Six Types of Anemia, Their Causes, Symptoms, and Treatments

This article is brief overview of six types of anemia, its causes, symptoms, and treatments.

Anemia is relatively common. Many people have it and don’t know it because it may come on gradually and there may be no pronounced signs. Symptoms the victim of anemia may notice include weakness, breathlessness, fainting, heart palpitations, dizziness, difficulty concentrating, headaches, and abnormal menstruation. Signs other people may notice include pale complexion, and pale gums.

Several types of anemia are identified by doctors, and they may require a variety of treatments. Some are genetic and run in families, but others are not. A family may seem to have a genetic connection because they have the same diet and practice the same habits. Only blood tests and time can sort out all the answers.

1. Hemolytic anemia is the rupture of the red blood cell caused by some toxic substance. Some metals such as lead and copper, and toxic substances such as benzene in the blood stream are destructive to the cells. Medications and autoimmune diseases may cause this reaction, too. Blood transfusions may be required to treat it.

2. Iron deficiency anemia is caused by an insufficient supply of iron to produce the red blood cells. Women need more iron than men because of menstruation. Iron is found in meat, green, leafy vegetables, and whole grains. Vegetarians may need to take an iron supplement to get enough iron.

3. Vitamin deficiency anemia is also called pernicious anemia. It is caused by a lack of Vitamin B-12. Folic acid is also inadequate and necessary for blood cell production. The body either does not absorb it, or the supply is inadequate. The result is a malformed blood cell that cannot carry out the duties of the cell. Dietary sources are meat, fish, and dairy products.

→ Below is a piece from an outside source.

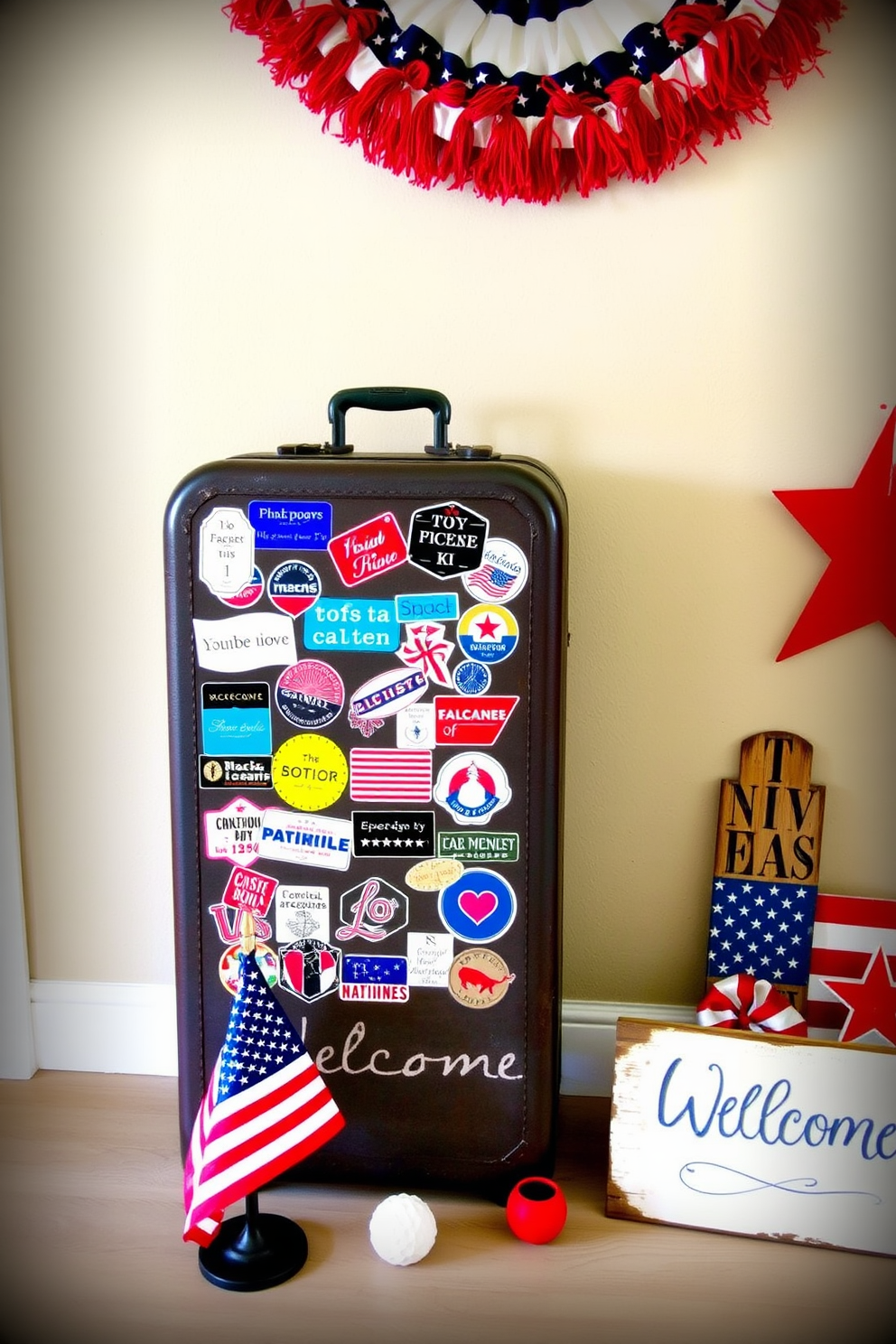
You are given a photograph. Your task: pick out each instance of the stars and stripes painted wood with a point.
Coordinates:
(766, 866)
(532, 98)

4. Sickle Cell anemia is a condition in which the blood cell has lost its characteristic round shape and is oblong or sickle shaped. A crisis occurs when the cells clot in the veins and blood does not flow. It may cause pain in the joints, infections, and heart failure. It occurs in 0.06 % of the population usually African Americans.

5. Thalassemia is a group of diseases caused by a defect in the genes producing the hemoglobin. It is more common in people of Mediterranean descent. It can be mild and cause little effect or severe and require transfusions of bone marrow.

6. Aplastic Anemia is rare but very dangerous. The bone marrow is replaced by fat cells and fails to produce all types of blood cells. The causes may be unexplained, but it can also be brought on by toxins, pesticides and benzene.

Do not neglect anemia. Eat the good sources of vitamins and minerals to maintain health, but if you have been diagnosed with anemia in the past, get it checked out by your doctor.